RNLI lifeboat from Barra tries to rescue the man on a 40ft boat that hit rocks near Skerryvore lighthouse.
RNLI lifeboat from Barra tries to rescue the man on a 40ft boat that hit rocks near Skerryvore lighthouse.

A Russian sailor who had to be rescued by helicopter when the yacht he was on sank after hitting rocks near Skerryvore is to be extradited to Norway.

The Norwegian authorities had asked for 35-year old Evgeny Dorofeev, the manager of a large car factory, to be extradited on charges of embezzlement and fraud.

Dorofeev, who has been in custody since being rescued near Skerryvore Lighthouse on February 16, did not consent to the request.

Dorofeev had hired the £200,000 yacht and the company who owned it claimed that the contract specified he should not go outwith Norway’s territorial waters.

At a hearing in Edinburgh Sheriff Court yesterday, defence solicitor Eilidh Yates claimed there was nothing in the hire contract that prohibited him going outwith Norwegian waters.

The company, she said, had claimed it was a breach of contract and that was a civil matter, not criminal.

Fiscal depute Tom Crosbie said that was a matter for the Norwegian authorities to decide.

They had charged him with embezzlement and fraud, a criminal offence.

“It is fairly clear that it is the position of the Norwegian authorities that Mr Dorofeev was in possession of the boat following a deception by failing to sail in Norwegian waters. It had been assumed by the company that he would be sailing with others in a certain area and would return the yacht by the date agreed.

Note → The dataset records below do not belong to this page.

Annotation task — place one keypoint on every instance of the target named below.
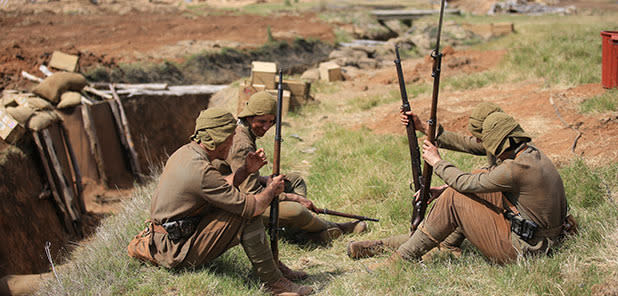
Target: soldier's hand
(435, 192)
(276, 185)
(255, 161)
(302, 200)
(430, 153)
(419, 125)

“What is clear is that Mr Dorofeev did not just stray out of Norwegian waters for a matter of hours. He managed to sail round the top of Scotland, going in the wrong direction, and, perhaps wrongly, raising the suspicion that had he not come to grief on the west coast, he may not have returned the boat after the expiry of the contract period. It is clear he had misled the owners of the boat”.

Sheriff Alistair Noble ruled that Dorofeev could be extradited and remanded him in custody to await the decision of the Scottish ministers.